As demonstrated in Fig. 14, the generator and motors are not at the same height. Similar to the previous cases, the radiated fields are measured with several combinations of these components. Three cases are selected among numerous tests to be shown in Fig. 15. As displayed, the harmonic orders of the case in which the generator is connected to the DC machine (GEN + DC) are considerably different from the other two cases in terms of amplitude. This is due to the difference between the structures of the DC motor from the induction motor. The presence of four types of winding in DC motor such as field, armature, compensation and commutation winding creates different amplitude of the radiated E-field. It is also shown that the presence of the all machines in one of the test cases would lead to the highest amplitudes of the harmonic orders. However, the difference between the case GEN+IM3 and GEN+IM3+DC is less which is due to the existence of two similar machines, generator and induction motor, in terms of working frequency.

Fig. 15
figure 15

Electric radiated field of step 6 in \(\hbox {dB}\upmu \hbox {V/m}\), with antenna at point A

Fig. 16
figure 16

Electric radiated field of step 6 in \(\hbox {dB}\upmu \hbox {V/m}\), with antenna at point B

In addition to the difference of amplitudes between the above cases, the location of the harmonic orders along the frequency band should be compared as mentioned in the main flowchart. Figure 16 shows the frequency response of the above cases measured at point B. The amplitudes of the 12th harmonic order in the three cases are shown in the datatips. As revealed, the harmonics of the first two cases appeared at 727.5 Hz instead of 720 Hz which is because of the presence of the induction motor in these two cases that have slip frequency. The slip frequency shifts the rotors frequency which yields to the shift of the harmonic orders along the frequencies. This is one of the main hints in identifying the type of machines.

4 Conclusion

The identification of the types of power system components is implemented in this paper. The electromagnetic radiated field of the component was used for the study. An algorithm is designed for the identification and monitoring. More than 150 circumstances of the combinations of the typical power components are tested experimentally, and the identification is explained. The application of the identification, the fault and failure detections are also experimented and studied.

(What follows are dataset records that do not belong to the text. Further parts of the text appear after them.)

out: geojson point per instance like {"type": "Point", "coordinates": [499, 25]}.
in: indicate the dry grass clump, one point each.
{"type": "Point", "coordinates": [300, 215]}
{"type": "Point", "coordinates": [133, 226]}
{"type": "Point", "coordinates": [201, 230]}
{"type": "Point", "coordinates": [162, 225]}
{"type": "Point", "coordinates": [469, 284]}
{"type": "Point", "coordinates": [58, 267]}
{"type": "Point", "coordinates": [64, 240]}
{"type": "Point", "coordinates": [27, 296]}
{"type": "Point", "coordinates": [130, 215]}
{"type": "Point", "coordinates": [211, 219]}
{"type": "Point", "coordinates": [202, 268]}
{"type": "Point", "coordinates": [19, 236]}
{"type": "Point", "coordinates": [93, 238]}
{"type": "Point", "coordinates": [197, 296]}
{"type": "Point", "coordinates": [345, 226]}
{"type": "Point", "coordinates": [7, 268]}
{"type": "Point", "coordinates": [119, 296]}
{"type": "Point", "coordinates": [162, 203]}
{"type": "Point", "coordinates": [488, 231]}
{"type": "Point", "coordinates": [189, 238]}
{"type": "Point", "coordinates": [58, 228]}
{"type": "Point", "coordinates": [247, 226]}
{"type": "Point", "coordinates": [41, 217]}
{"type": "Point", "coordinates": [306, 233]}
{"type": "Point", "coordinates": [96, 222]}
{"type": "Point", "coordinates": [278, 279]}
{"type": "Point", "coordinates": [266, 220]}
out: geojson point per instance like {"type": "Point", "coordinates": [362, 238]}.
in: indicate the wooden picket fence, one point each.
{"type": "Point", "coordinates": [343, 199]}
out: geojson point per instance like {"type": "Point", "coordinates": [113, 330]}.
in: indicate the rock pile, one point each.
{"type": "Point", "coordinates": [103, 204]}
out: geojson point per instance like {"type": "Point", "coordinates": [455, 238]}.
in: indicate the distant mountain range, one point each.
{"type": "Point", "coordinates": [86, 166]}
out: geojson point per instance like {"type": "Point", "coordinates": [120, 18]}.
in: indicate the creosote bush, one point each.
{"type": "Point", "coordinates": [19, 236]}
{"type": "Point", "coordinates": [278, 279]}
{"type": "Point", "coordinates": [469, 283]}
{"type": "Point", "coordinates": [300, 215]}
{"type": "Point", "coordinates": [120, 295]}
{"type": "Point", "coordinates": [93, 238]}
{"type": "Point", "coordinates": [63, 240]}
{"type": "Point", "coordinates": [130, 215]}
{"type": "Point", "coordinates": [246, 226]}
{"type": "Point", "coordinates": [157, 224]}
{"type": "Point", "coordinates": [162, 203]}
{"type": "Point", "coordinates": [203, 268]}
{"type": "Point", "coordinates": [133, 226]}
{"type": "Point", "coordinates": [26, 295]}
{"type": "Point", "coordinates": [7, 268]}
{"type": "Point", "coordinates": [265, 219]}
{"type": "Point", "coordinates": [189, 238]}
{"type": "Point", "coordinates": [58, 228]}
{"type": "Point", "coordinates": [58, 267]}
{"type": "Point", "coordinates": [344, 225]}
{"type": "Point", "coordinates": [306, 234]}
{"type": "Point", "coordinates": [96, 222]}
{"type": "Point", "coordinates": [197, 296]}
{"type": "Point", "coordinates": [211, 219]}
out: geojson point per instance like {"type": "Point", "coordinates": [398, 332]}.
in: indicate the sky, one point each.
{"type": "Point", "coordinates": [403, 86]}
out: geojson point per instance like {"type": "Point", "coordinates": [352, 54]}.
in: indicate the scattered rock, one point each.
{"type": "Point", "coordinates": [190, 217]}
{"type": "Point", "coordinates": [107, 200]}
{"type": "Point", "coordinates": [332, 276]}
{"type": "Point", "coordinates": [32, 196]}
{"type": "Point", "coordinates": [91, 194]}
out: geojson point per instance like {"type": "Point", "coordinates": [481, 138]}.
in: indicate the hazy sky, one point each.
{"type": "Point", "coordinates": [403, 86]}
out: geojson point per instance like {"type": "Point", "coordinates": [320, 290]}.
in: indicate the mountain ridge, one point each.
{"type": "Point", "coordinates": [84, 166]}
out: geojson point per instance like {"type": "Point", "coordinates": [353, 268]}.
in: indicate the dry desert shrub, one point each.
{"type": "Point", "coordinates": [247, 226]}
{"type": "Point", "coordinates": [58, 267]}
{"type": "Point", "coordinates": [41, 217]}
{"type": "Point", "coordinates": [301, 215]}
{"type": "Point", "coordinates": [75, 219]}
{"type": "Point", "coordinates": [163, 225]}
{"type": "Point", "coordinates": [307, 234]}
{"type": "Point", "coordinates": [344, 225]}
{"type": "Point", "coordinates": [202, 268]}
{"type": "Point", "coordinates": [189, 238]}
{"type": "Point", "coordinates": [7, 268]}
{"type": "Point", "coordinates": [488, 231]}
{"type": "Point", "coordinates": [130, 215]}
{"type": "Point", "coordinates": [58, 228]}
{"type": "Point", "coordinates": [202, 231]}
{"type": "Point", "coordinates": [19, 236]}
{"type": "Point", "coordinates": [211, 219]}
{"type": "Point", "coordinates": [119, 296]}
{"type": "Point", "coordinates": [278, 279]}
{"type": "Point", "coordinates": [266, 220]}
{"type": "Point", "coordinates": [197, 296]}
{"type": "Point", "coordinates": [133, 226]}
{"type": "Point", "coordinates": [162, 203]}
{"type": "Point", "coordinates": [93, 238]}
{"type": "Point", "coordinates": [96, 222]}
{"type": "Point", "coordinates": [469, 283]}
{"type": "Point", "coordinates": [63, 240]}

The results show that it is possible to identify the type of components as well as the faulty components by comparing the amplitudes of their harmonic orders as well as of the location of harmonic orders along the frequency band. This comparison can be processed through the explained flowcharts. The identification using the radiated fields is nonintrusive and can be used for the setups that cannot go offline and dismantled.